@Jose_Cueto and @Charles_Rosenbauer (as there are some overlapping ideas from both of you)
Until now I was just thinking to use the TM in order to get those patterns that could be spotted by a human just by looking at it in not much time. The ideia of using more not-so-human-friendly data to make these predictions would require a SP and a different way to represent the output, right? More like a continuous output, rather than a binary one.
Also, I’ll better explain the problem with using these data I was refering to: on a local predictor, nearby instructions data would not be useful, since they do not change. So only registors data could be useful (because even cache would delay too much to deliver anything), but by the time the predictor needs this data, the content on them do not refer to that specific instruction, but to some instructions before (the ones further in the pipeline), so the TM would probably have to see a indirect pattern here (sorry, I think it still is confusing, hope you understand it). However, a global predictor could perhaps make use of the instructions to get some insights. It would be interesting to test.

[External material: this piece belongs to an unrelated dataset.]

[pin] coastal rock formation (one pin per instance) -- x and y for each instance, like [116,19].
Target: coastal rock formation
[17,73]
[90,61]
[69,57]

@Charles_Rosenbauer Thank you so much for the detailed post. Your comment has actually hurt my hope on getting interesting results (or any at all), but the earlier I discover this, the better, so I can even change the topic of my thesis if needed. I knew most of what you wrote on the first paragraphs, but the last takeaways were really valuable.
So, I have some questions. I don’t expect you to answer them with so many details (as @Jose_Cueto said, it’s my job to make further investigations, I just need a path =])
Q: Is it possible that a TM can replace a Two-Level Predictor table with less hardware and more of less the same results, but learning in less cycles than a perceptron?
Expected answer: No, a TM would require more hardware.
Q: Is it too difficult (or even impossible) to rewind a TM? So, is the solution for rewinding be using copies of all the parameters of the model? If it is, hardware will be definely a great problem.
Expected answer: there is a way, but it would be very difficult to implement (isn’t default TM too difficult already?).
Q: Since I expect ‘No’ for the first question, a TM would only make sense as a global predictor, right? One that could be reused, forgetting about instructions not used in some time). My idea is to combine a 2-bit saturating counter to help the TM when it’s not so sure (or, from other perspective, use a TM to improve the 2-bit saturating counter when possible)
Q: (From above) The ideia of using more not-so-human-friendly data to make these predictions would require a SP and a different way to represent the output, right? More like a continuous output, rather than a binary one.
Q: How can Memory Prefetching be modeled as a temporal problem? (don’t waste too much time on this one haha) [EDIT: @vpuente has linked an interesting paper below. I think I can find the answer reading it beyond the abstract, which I’ll do later]
Thanks so much for everyone that is taking some time to guide me on this topic.